Cornelius Matthyser, known as Stompie, was born in South Africa. Several years ago, he moved to Namibia, where, on behalf of the International Judo Federation, he runs the Judo in Schools programme, under the direction of the Judo for Children Commission. Passionate about what he does and the impact he can have on the younger generation, we asked him a few questions to better understand who he is and what he does.

"I was fortunate enough to start judo when I was 5 years old and I immediately had a great coach, Frank Smith Sensei, who was the national coach of Judo South Africa for many years in the 1970’s. He gave me a good solid Kodokan judo foundation, with strong basic knowledge. When I turned 16, I started to teach judo in schools. That was back in 1986

You know, teaching judo to children from different backgrounds, of different age groups and genders was the biggest challenge and good strong judo knowledge is not enough for this challenge. At that time, I was looking for secrets, something special, that could make the difference.

I realised that children love karate because of action movies but they often come to judo class because of their parents’ pressure and to try something new.

By just teaching solid breakfalls and good Kodokan judo throws, children often seem to lose interest after a while and normally after puberty, 14 years old and up, it starts to become even more challenging.

To get more experience and knowledge, I travelled the world and visited numerous countries, joining in and teaching judo for children. This has really opened my eyes. It was like a big bang for me!

Today, I try as much as possible to develop judo games and I want students to have fun with Professor Kano's judo moral code. At the same time, I want to guarantee that training is done in a safe environment, within school halls.
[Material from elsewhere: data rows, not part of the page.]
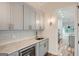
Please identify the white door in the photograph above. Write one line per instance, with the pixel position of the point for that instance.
(17, 16)
(4, 16)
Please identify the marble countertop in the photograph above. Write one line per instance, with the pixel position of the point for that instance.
(15, 46)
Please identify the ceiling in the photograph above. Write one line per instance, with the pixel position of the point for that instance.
(49, 6)
(66, 8)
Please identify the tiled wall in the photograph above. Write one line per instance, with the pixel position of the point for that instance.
(7, 36)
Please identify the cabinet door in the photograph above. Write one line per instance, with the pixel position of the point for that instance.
(29, 17)
(17, 16)
(16, 53)
(43, 47)
(27, 25)
(4, 16)
(37, 20)
(41, 21)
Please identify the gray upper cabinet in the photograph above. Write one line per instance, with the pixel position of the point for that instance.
(4, 16)
(39, 20)
(29, 18)
(16, 16)
(19, 16)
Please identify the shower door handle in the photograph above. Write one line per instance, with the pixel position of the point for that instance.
(78, 42)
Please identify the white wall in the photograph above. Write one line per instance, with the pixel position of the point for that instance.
(51, 32)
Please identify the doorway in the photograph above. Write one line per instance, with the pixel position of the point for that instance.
(66, 31)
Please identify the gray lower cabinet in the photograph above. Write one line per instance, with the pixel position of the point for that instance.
(42, 48)
(16, 53)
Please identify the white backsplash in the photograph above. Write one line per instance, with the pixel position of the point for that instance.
(9, 36)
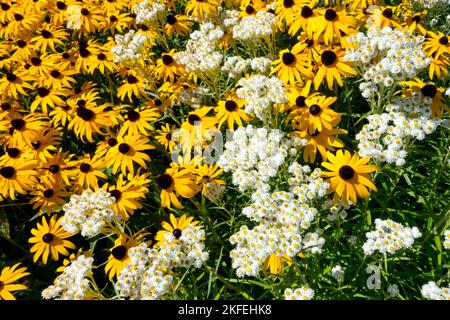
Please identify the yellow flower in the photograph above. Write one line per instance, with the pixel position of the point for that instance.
(348, 176)
(49, 239)
(8, 277)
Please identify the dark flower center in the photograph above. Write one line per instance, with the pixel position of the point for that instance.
(35, 61)
(416, 19)
(55, 73)
(194, 119)
(346, 172)
(167, 59)
(133, 115)
(231, 105)
(300, 101)
(328, 57)
(11, 77)
(85, 113)
(85, 167)
(124, 148)
(288, 58)
(60, 5)
(48, 193)
(387, 13)
(54, 168)
(131, 79)
(288, 3)
(164, 181)
(112, 142)
(18, 17)
(46, 34)
(429, 90)
(250, 10)
(314, 109)
(18, 124)
(330, 15)
(13, 152)
(84, 53)
(48, 237)
(171, 19)
(7, 172)
(5, 106)
(81, 103)
(21, 43)
(306, 12)
(5, 6)
(36, 145)
(116, 194)
(43, 92)
(177, 233)
(119, 252)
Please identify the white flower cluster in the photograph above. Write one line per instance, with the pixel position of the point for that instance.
(431, 291)
(281, 217)
(129, 46)
(148, 13)
(254, 27)
(254, 155)
(73, 283)
(386, 57)
(89, 212)
(389, 237)
(428, 4)
(303, 293)
(337, 272)
(202, 53)
(236, 65)
(447, 239)
(337, 210)
(386, 136)
(148, 275)
(260, 93)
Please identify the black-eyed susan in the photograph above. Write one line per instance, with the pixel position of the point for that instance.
(292, 67)
(129, 149)
(428, 91)
(17, 177)
(197, 127)
(127, 195)
(436, 44)
(317, 114)
(207, 173)
(230, 110)
(178, 24)
(202, 9)
(8, 281)
(49, 238)
(132, 86)
(331, 67)
(138, 121)
(167, 67)
(175, 228)
(88, 171)
(332, 23)
(321, 141)
(119, 257)
(176, 182)
(348, 176)
(14, 83)
(48, 198)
I have noticed a clear increase in the number of people practising and I am able to keep the children longer in judo. I explain to them that falling safely will help them with doing any other kind of activity.

In Namibia, to enter the school system, falling safely was actually my gold card to convince schools and authorities to believe in judo.

Depending on my audience and the students in front of me, what age group and what level, I adapt my teaching. This is very important. We play lots of games, which are all judo-related, like using a ball for warm up and for breakfalls.

Children must have fun all the time. For example, we practise for a few minutes and then play a game where we are like sticks in the mud. Only the particular throw we have been working on can set you free from the mud.

When I select a particular throw to study, I always start with the basic technique, following the Kodokan syllabus (gokyo) and I teach the kuzushi (unbalancing the opponent) tsukuri (movement for entering) and kake (execution).

During the next lessons and the months to come, I want the throw to be executed on the move and in 3 different directions.

It is also important that ukemi are practised by uke from any given and unforeseen direction, to guarantee safety, as tori practises the throws. All that contributes to preparing children for their grading exams.

I also regularly organise weekend training camps, so all the children can be ready for our interschool team competition, which is our most prestigious event.

Of course, the Covid-19 pandemic has altered our plans a bit, but we are still active and I stay optimistic. I continue with judo classes 4 days a week at the Gymnasium school, with the full permission of the school director. There we welcome children from other schools as well.”

When one asks Stompie to talk about the Judo in Schools project in Namibia and about judo, it’s really difficult to stop him, but this is what we call passion. His passion for judo and for children is what can change the world.